View an album of photos taken during the research effort:
Research by Zachary Steinert-Threlkeld, assistant professor of public policy, measuring the political opinions of Russian-speakers in Ukraine at the time of Moscow’s 2014 incursion into Crimea has been published online by the journal Post Soviet Affairs. The study, co-authored by Steinert-Threlkeld and Jesse Driscoll of UC San Diego, uses a vast collection of social media data to demonstrate that many self-identified Russians living in Ukraine would not have favored a continued campaign to expand Russia’s borders. “Our supposition is that if Russian strategists were considering expansion beyond Crimea, they would have been able to use social media information to assess, with a great deal of precision and in real time, the reception that they would likely receive,” the authors wrote.
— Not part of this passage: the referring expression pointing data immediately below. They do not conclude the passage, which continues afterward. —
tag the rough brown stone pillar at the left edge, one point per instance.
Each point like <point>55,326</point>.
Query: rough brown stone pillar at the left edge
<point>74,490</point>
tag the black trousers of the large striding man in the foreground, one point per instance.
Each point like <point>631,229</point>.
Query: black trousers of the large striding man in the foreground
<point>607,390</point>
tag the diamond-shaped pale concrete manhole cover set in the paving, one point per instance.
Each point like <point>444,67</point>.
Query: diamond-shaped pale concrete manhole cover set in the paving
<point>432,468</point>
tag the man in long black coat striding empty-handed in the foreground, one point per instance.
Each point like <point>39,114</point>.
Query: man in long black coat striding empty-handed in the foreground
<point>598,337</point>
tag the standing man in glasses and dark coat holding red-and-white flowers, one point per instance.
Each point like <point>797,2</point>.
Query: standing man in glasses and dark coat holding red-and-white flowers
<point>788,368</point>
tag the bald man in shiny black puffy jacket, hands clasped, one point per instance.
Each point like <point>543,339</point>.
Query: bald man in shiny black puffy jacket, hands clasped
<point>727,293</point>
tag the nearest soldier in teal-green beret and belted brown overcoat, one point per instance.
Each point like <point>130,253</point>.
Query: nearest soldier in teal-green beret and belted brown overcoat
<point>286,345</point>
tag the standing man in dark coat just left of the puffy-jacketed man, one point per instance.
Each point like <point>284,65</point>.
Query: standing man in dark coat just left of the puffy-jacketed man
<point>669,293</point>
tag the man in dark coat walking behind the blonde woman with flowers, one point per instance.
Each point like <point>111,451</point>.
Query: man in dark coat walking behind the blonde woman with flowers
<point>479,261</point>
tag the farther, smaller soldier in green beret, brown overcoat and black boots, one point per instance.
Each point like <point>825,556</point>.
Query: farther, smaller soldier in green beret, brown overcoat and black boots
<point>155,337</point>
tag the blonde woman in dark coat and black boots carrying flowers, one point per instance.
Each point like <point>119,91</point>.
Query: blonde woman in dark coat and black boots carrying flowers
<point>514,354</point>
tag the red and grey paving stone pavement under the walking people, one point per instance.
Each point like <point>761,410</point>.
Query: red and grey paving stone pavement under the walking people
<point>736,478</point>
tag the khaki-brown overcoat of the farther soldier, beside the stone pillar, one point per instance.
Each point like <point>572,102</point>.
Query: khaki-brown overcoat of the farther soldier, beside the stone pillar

While there is no evidence that Russian leaders took advantage of this type of analysis, the authors conclude that tapping into social media traffic could provide a useful source of intelligence for those planning military campaigns. “Social media data are straightforward to analyze systematically and can be collected at a relatively low cost,” wrote the authors, whose team, including research assistants in Kiev, used a data set of 6.8 million tweets to gauge social attitudes shared by Russian-speakers. “The prevalence of overtly political behaviors on social media provides important clues about the political dispositions within communities,” they said.